Гарибальди пытался проследить денежные переводы. Бестеру, чтобы так передвигаться, нужны были деньги, но даже внушительные ресурсы Edgars Industries оказались недостаточны. Некоторые банки и впрямь были недоступны, неподкупны, неподвластны ему, каким бы ненормальным и непостижимым это ни казалось. 
И что же оставалось выискивать? След из трупов? Бестер был так же осторожен и в этом, по обыкновению. Опять–таки, вроде бы похоже на то, что он пустился в бега. Обнадеживающий признак. 
— Что вы ищете, мистер Гарибальди? 
— Не знаю. Что–нибудь. Что угодно. Ты–то как? Не улавливаешь какой–нибудь — не знаю — пси–знак? 
— Нет, ничего. Сильные телепаты иногда оставляют их, это верно, но они не держатся долго. Часы, может быть день. Тут нет ничего такого. 
— Черт, — он подошел к буфету из полированного коралла и принялся выдвигать ящики. Ничего. Поискал под матрасом. Ничего. 
Он полез шарить под кроватью — и его пальцы коснулись чего–то маленького, холодного, гладкого. 
— Что это? — он вынул из кармана платок и полез снова, а вылез с маленьким цилиндром. 
— Это ампула, — хмыкнул он. Встал и посмотрел предмет на свет. — Какое–то лекарство. 

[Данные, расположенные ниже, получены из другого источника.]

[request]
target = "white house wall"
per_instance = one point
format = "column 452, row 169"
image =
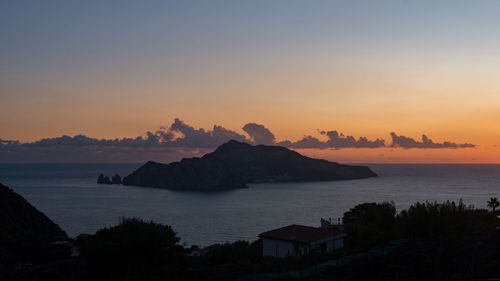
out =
column 277, row 248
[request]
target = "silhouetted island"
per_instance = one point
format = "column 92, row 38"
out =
column 235, row 164
column 102, row 179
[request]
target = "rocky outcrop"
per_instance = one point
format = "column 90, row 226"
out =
column 234, row 164
column 26, row 234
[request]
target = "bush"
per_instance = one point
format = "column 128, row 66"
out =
column 134, row 250
column 370, row 223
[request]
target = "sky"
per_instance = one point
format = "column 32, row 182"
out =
column 117, row 69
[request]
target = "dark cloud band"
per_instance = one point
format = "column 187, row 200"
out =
column 180, row 138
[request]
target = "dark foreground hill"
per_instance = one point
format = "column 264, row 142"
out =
column 27, row 236
column 234, row 164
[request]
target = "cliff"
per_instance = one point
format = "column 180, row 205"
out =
column 234, row 164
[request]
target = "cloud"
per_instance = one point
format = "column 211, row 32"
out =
column 335, row 140
column 180, row 139
column 191, row 137
column 259, row 134
column 407, row 142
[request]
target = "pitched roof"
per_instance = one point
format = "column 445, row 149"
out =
column 300, row 233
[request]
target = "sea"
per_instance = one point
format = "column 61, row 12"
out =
column 69, row 195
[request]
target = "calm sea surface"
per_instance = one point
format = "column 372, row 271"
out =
column 69, row 195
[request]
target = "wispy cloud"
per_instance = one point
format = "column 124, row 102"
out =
column 182, row 140
column 407, row 142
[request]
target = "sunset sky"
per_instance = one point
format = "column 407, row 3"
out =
column 115, row 69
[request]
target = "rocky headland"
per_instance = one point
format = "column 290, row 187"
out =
column 235, row 164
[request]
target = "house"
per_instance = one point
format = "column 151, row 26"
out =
column 296, row 240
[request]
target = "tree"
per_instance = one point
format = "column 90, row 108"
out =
column 134, row 250
column 370, row 223
column 493, row 203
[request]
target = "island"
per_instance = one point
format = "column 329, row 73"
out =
column 235, row 164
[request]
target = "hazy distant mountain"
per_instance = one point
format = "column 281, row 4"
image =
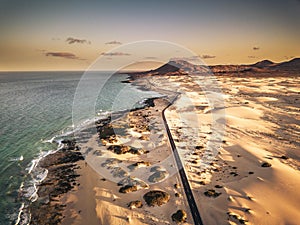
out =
column 293, row 65
column 180, row 66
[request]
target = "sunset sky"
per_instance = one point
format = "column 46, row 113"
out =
column 70, row 35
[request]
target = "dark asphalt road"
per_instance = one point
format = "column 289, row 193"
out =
column 189, row 194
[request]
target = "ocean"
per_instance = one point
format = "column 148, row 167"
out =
column 37, row 107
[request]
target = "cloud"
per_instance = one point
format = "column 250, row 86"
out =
column 113, row 43
column 66, row 55
column 207, row 56
column 71, row 40
column 115, row 54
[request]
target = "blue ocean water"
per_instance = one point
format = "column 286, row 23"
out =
column 36, row 106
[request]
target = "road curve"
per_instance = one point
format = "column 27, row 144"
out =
column 188, row 191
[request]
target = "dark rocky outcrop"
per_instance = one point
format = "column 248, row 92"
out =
column 128, row 189
column 266, row 164
column 135, row 204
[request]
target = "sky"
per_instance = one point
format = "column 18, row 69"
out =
column 71, row 35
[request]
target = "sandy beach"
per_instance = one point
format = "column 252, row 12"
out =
column 253, row 178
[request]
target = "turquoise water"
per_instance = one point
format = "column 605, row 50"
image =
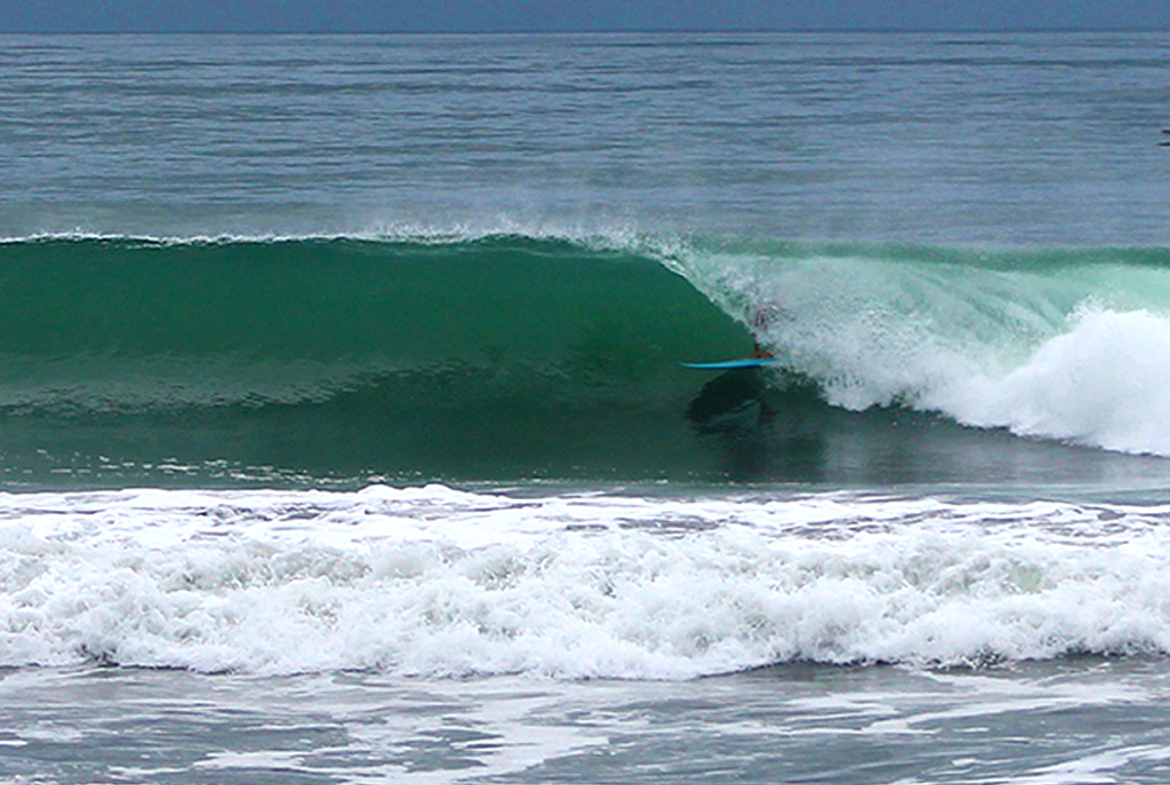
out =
column 344, row 434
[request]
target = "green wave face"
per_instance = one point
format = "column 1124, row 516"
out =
column 517, row 358
column 499, row 358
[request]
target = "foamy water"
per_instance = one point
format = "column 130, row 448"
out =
column 438, row 582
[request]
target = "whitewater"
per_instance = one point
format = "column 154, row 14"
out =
column 345, row 434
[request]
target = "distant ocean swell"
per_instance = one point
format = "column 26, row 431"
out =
column 510, row 356
column 435, row 582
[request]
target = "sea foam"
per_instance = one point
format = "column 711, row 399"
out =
column 1058, row 345
column 435, row 582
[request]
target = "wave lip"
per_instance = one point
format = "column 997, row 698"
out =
column 1062, row 344
column 434, row 582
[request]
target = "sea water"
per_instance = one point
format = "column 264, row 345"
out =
column 344, row 435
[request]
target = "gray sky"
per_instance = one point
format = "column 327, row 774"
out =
column 555, row 15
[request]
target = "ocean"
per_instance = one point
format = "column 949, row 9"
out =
column 346, row 436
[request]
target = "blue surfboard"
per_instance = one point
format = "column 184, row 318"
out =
column 728, row 365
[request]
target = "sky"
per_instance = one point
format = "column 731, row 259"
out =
column 568, row 15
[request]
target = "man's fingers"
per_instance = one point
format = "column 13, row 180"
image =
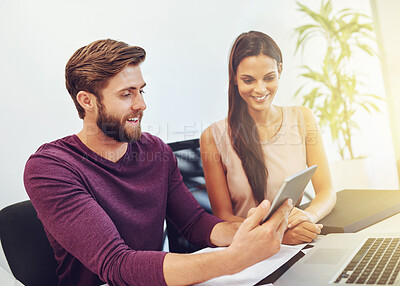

— Это должно быть прямо по вашей части. 
— Или к моей выгоде, во всяком случае. Ага, я знаю парня, которому хочу дать это посмотреть. И, Томпсон, я не хочу, чтобы ты говорил кому–либо об этом — понимаешь? Теперь это только наш маленький секрет. 
— Понял. 

Найлс Дреннан был маленький упертый молодой человек, какого никак нельзя представить себе проколовшимся или прикалывающимся. Гарибальди он не нравился, но он был одним из лучших действующих специалистов по синтезу. 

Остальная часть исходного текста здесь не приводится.